From builder to specialty bread baker
Event venue and speaker at SBN / 3R Business Connector event in June.
Hundreds of years ago bread was a central part of everyday life, from the process of making it, to the staple food of western diets.
Scott Wynands has brought that tradition back to life with the artisan breads he and his bakers create at Oh My Goodness Specialty Breads in Hastings. The recipe for his gluten, dairy, sugar and grain-free breads is something which has been 10 years in the making and saw him go from working as a builder and environmental resource manager to donning a baker’s apron.
The change has allowed him to follow a dream of having a space where he can not only create his nutritious breads but have the social interaction he loves.
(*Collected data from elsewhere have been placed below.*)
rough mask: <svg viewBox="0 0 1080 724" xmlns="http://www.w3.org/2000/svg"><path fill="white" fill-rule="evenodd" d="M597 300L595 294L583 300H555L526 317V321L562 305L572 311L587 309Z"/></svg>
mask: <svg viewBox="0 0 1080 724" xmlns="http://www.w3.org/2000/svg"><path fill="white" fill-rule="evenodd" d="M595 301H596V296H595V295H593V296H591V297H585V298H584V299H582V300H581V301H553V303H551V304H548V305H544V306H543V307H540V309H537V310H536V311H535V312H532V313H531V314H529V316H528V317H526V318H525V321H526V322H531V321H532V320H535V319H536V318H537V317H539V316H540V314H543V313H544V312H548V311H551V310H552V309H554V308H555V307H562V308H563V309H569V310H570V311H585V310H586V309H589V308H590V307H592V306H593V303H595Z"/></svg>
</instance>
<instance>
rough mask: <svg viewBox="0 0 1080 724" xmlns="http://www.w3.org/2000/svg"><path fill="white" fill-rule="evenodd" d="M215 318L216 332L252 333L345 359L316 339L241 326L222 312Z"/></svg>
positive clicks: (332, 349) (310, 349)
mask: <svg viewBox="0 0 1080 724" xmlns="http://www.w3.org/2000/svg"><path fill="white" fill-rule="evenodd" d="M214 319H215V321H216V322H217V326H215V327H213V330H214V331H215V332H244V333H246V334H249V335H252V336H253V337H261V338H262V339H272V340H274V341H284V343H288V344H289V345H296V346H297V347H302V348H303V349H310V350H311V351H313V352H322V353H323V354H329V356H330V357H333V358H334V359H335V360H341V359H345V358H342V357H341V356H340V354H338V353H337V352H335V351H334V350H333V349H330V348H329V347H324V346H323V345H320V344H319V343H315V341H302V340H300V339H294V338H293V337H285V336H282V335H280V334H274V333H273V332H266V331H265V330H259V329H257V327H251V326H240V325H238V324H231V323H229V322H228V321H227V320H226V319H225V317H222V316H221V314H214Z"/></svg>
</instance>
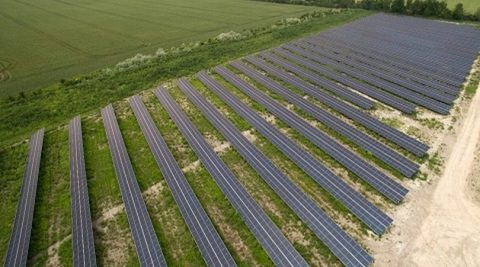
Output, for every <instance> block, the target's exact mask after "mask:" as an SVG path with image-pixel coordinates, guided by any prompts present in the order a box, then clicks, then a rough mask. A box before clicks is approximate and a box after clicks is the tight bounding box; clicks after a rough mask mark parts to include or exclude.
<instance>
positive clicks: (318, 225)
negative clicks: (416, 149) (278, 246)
mask: <svg viewBox="0 0 480 267" xmlns="http://www.w3.org/2000/svg"><path fill="white" fill-rule="evenodd" d="M197 77H198V78H199V79H200V80H201V81H202V82H203V83H204V84H205V85H206V86H207V87H208V88H210V89H212V90H218V92H224V91H225V92H226V89H225V88H223V86H222V85H220V84H219V83H218V82H216V81H215V80H214V79H213V78H211V77H210V76H208V75H207V74H206V73H205V72H204V71H202V72H200V73H199V74H198V75H197ZM189 92H190V93H189V95H190V96H191V98H195V99H196V103H197V104H198V105H202V106H204V107H205V112H204V113H207V112H208V114H209V115H208V116H207V118H208V119H209V121H210V122H211V123H212V124H213V125H214V126H215V128H216V129H218V130H219V131H220V132H221V133H222V135H223V136H225V138H227V140H228V141H230V143H231V144H232V146H234V147H235V149H236V150H237V151H238V152H239V153H240V154H241V155H242V157H243V158H244V159H245V160H246V161H247V162H248V163H249V164H250V166H252V168H254V169H255V170H256V171H257V173H258V174H259V175H260V176H261V177H262V178H263V180H264V181H265V182H266V183H267V184H268V185H269V186H270V187H271V188H272V189H273V190H274V191H275V192H276V193H277V194H278V195H279V196H280V197H281V198H282V200H283V201H284V202H285V203H286V204H287V205H288V206H289V207H290V208H291V209H292V210H293V211H294V212H295V214H297V215H298V217H299V218H300V219H301V220H302V221H303V222H305V223H306V224H307V225H308V227H309V228H310V229H312V231H313V232H314V233H315V234H316V235H317V237H318V238H319V239H320V240H322V242H323V243H324V244H325V245H326V246H327V247H328V248H329V249H330V250H331V251H332V253H333V254H335V255H336V256H337V257H338V259H340V261H341V262H342V263H343V264H344V265H345V266H369V265H370V264H371V263H372V261H373V259H372V257H371V256H370V255H368V253H367V252H366V251H365V250H364V249H362V248H361V247H360V246H359V245H358V244H357V243H356V242H355V241H354V240H353V239H352V238H351V237H350V236H348V235H347V234H346V233H345V232H344V231H343V230H342V229H341V228H340V227H339V226H338V225H336V224H335V222H334V221H333V220H332V219H330V218H329V217H328V216H327V215H326V214H325V213H324V212H323V211H322V209H321V208H319V207H318V206H317V205H316V204H315V202H314V201H313V200H311V199H310V198H309V197H308V196H307V195H305V193H303V191H302V190H301V189H300V188H299V187H297V186H296V185H295V183H293V182H292V181H291V180H290V179H289V178H288V177H286V176H285V175H284V174H283V173H282V172H281V171H280V170H279V169H278V168H277V167H276V166H275V165H274V164H273V163H272V162H271V161H270V160H269V159H268V158H267V157H266V156H265V155H264V154H263V153H262V152H260V151H259V150H258V149H257V148H256V147H255V146H254V145H253V144H252V143H250V141H248V139H247V138H246V137H245V136H243V135H242V134H241V133H240V131H239V130H238V129H237V128H235V126H234V125H233V124H232V123H231V122H229V121H228V120H227V119H225V117H223V116H222V115H221V114H220V112H218V111H217V110H215V109H214V108H213V106H212V105H211V104H209V103H208V102H207V101H206V100H205V99H204V98H202V97H201V96H200V94H198V93H197V92H195V91H193V90H189ZM225 96H226V97H228V96H227V95H225ZM207 108H208V110H207ZM239 108H241V107H240V106H239Z"/></svg>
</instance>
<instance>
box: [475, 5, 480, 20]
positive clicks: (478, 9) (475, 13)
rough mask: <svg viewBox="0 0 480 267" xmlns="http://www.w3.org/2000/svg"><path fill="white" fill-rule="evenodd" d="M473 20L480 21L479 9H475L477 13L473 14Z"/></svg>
mask: <svg viewBox="0 0 480 267" xmlns="http://www.w3.org/2000/svg"><path fill="white" fill-rule="evenodd" d="M473 19H475V20H476V21H480V7H479V8H477V11H475V13H474V14H473Z"/></svg>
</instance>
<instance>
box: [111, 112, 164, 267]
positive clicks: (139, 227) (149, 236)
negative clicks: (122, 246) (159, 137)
mask: <svg viewBox="0 0 480 267" xmlns="http://www.w3.org/2000/svg"><path fill="white" fill-rule="evenodd" d="M102 118H103V123H104V126H105V132H106V134H107V139H108V145H109V147H110V153H111V155H112V161H113V166H114V169H115V173H116V175H117V178H118V184H119V185H120V192H121V193H122V199H123V202H124V204H125V211H126V212H127V219H128V223H129V224H130V230H131V232H132V237H133V241H134V244H135V248H136V249H137V255H138V259H139V262H140V265H141V266H167V264H166V262H165V258H164V256H163V253H162V249H161V248H160V244H159V243H158V239H157V235H156V234H155V231H154V229H153V225H152V221H151V220H150V217H149V215H148V211H147V207H146V205H145V202H144V201H143V197H142V192H141V191H140V187H139V186H138V183H137V178H136V177H135V173H134V172H133V167H132V163H131V162H130V159H129V157H128V153H127V148H126V147H125V143H124V142H123V138H122V134H121V133H120V128H119V127H118V123H117V120H116V118H115V113H114V111H113V107H112V105H108V106H107V107H105V108H103V109H102Z"/></svg>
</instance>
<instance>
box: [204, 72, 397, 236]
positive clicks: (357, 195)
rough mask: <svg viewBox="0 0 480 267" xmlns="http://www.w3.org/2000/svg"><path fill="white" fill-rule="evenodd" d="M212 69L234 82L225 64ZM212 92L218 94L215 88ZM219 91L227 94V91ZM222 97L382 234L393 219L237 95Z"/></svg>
mask: <svg viewBox="0 0 480 267" xmlns="http://www.w3.org/2000/svg"><path fill="white" fill-rule="evenodd" d="M215 71H216V72H217V73H219V74H221V75H222V74H223V77H226V78H227V80H229V82H232V83H234V84H235V83H237V82H236V81H235V80H234V79H233V77H232V76H231V75H230V74H228V70H226V69H225V68H223V67H216V68H215ZM236 86H237V87H238V86H239V85H237V84H236ZM214 92H215V93H217V94H220V93H219V92H217V91H215V90H214ZM222 93H225V94H227V93H229V92H222ZM224 101H225V102H226V103H227V104H229V105H230V106H232V108H234V109H235V110H236V111H237V112H238V113H239V115H241V116H242V117H244V118H245V119H246V120H248V121H249V122H250V124H251V125H252V126H254V127H255V128H256V129H257V130H258V131H259V132H261V133H262V134H263V135H264V136H265V137H266V138H267V139H269V140H270V141H271V142H272V143H273V144H275V145H276V146H277V147H278V148H279V149H280V150H282V151H283V153H284V154H285V155H286V156H287V157H289V158H290V159H291V160H292V161H293V162H295V163H296V164H297V165H298V166H299V167H300V168H301V169H302V170H304V171H305V172H306V173H307V174H309V175H310V177H312V178H313V179H314V180H315V181H316V182H317V183H318V184H319V185H321V186H322V187H323V188H325V190H327V191H328V192H330V193H331V194H332V195H333V196H334V197H335V198H337V199H338V200H339V201H340V202H341V203H343V205H345V206H346V207H347V208H348V209H349V210H350V211H351V212H352V213H353V214H355V215H356V216H357V217H358V218H359V219H360V220H362V221H363V222H364V223H365V224H366V225H368V226H369V227H370V228H371V229H372V230H373V231H374V232H375V233H377V234H381V233H383V232H384V231H385V230H386V229H387V228H388V226H389V225H390V224H391V222H392V219H390V217H388V216H387V215H386V214H385V213H383V212H382V211H381V210H379V209H378V208H377V207H375V206H374V205H373V204H372V203H370V202H369V201H367V200H366V199H365V198H364V197H363V196H361V195H360V194H359V193H358V192H356V191H355V190H354V189H353V188H351V187H350V186H349V185H348V184H346V183H345V182H344V181H343V180H341V179H340V178H339V177H338V176H336V175H335V174H334V173H332V172H331V171H330V170H329V169H327V168H326V167H325V166H324V165H323V164H322V163H320V162H319V161H318V160H317V159H316V158H315V157H314V156H312V155H311V154H309V153H308V152H306V151H305V150H304V149H303V148H301V147H300V146H299V145H297V144H296V143H295V142H294V141H292V140H291V139H290V138H288V137H286V136H285V135H284V134H282V133H281V132H280V131H279V130H278V129H276V128H275V127H274V126H273V125H271V124H269V123H268V122H267V121H265V120H264V119H263V118H262V119H260V118H261V116H260V115H259V114H258V113H255V112H254V111H253V110H252V109H250V108H248V109H246V110H243V109H242V110H240V108H238V106H243V105H244V104H243V102H241V101H240V100H239V99H237V98H234V99H228V101H227V99H224Z"/></svg>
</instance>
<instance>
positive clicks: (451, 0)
mask: <svg viewBox="0 0 480 267" xmlns="http://www.w3.org/2000/svg"><path fill="white" fill-rule="evenodd" d="M458 3H462V4H463V8H464V9H465V11H467V12H468V13H474V12H475V11H477V9H479V8H480V3H479V2H478V1H477V0H447V4H448V7H449V8H451V9H453V8H455V5H456V4H458Z"/></svg>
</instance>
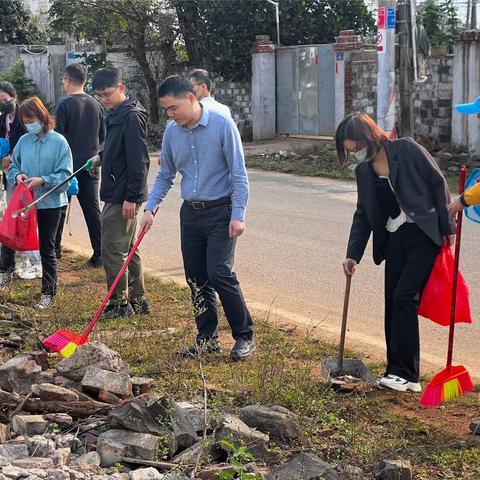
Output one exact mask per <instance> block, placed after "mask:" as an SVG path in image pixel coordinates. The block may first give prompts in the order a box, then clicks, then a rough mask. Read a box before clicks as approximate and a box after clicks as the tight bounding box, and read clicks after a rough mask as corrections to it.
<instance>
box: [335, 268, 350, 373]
mask: <svg viewBox="0 0 480 480" xmlns="http://www.w3.org/2000/svg"><path fill="white" fill-rule="evenodd" d="M346 278H347V281H346V284H345V297H344V299H343V315H342V330H341V333H340V345H339V347H338V370H339V371H341V370H342V368H343V353H344V351H345V336H346V333H347V316H348V302H349V300H350V286H351V284H352V275H347V276H346Z"/></svg>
“I knew it (the bread) would take off, but I didn’t know it would free me up to have my dream of creating social change,” Scott says.
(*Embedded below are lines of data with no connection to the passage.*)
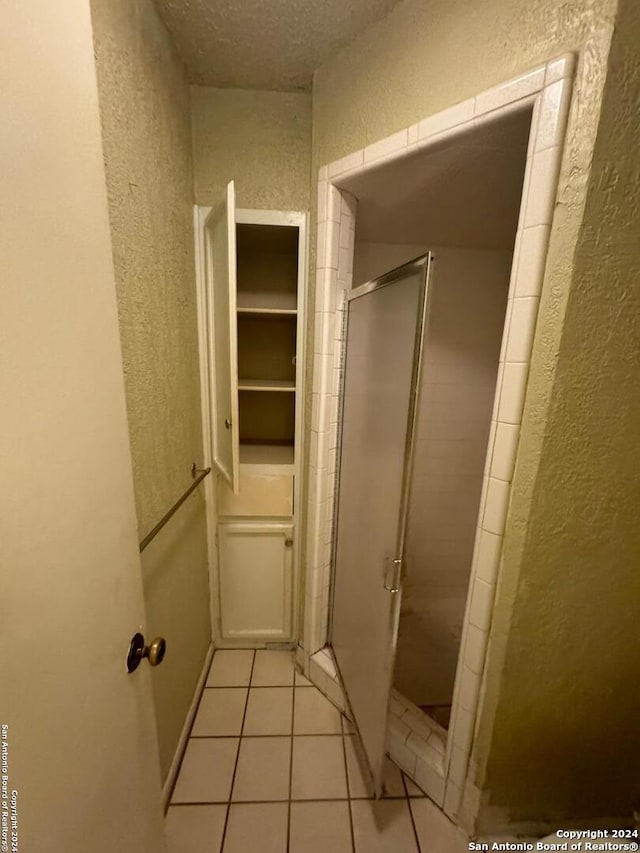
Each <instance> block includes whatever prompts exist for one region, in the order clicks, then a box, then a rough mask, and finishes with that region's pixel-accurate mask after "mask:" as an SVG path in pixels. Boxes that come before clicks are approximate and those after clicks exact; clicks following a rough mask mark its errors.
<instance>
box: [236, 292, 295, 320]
mask: <svg viewBox="0 0 640 853" xmlns="http://www.w3.org/2000/svg"><path fill="white" fill-rule="evenodd" d="M297 307H298V297H297V295H296V292H295V290H293V291H292V292H291V293H287V292H286V291H284V292H280V291H277V290H273V289H270V290H264V291H260V290H258V288H253V289H251V290H240V289H238V293H237V296H236V308H237V309H238V313H243V312H245V311H246V312H256V313H258V312H259V313H261V314H263V313H282V314H295V313H296V309H297Z"/></svg>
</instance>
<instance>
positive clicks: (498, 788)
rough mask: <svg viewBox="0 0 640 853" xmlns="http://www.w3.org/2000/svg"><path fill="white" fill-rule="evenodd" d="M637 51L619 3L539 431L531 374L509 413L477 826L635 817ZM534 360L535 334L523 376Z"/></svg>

The bakery, in Queen Street, has a space for people to relax, do some work, enjoy a meal and interact with each other. “I love the social element, the interaction,” he says.
The Space is offered for free or a subsidised price to events that have a beneficial environmental or social emphasis.
The bakery was used as a venue for a Sustainable Business Network Business Connector event on June 1 where Scott was also one of the speakers. The event was centred on “minimising food waste”, something Scott is passionate about.
The bakery carefully adjusts its volumes to only supply enough to the shops which sell the bread. The bread will keep for at least a week refrigerated and also freezes well, Scott says.
Any bread left over at the bakery is sold at a discount the next day or sliced and used in house, he says. “If we have a build-up of crusts or if something goes wrong in the oven we keep it, toast it and make it into crumbs.”
Waste is something he cannot abide, plus the bread is simply too good not to use, Scott says.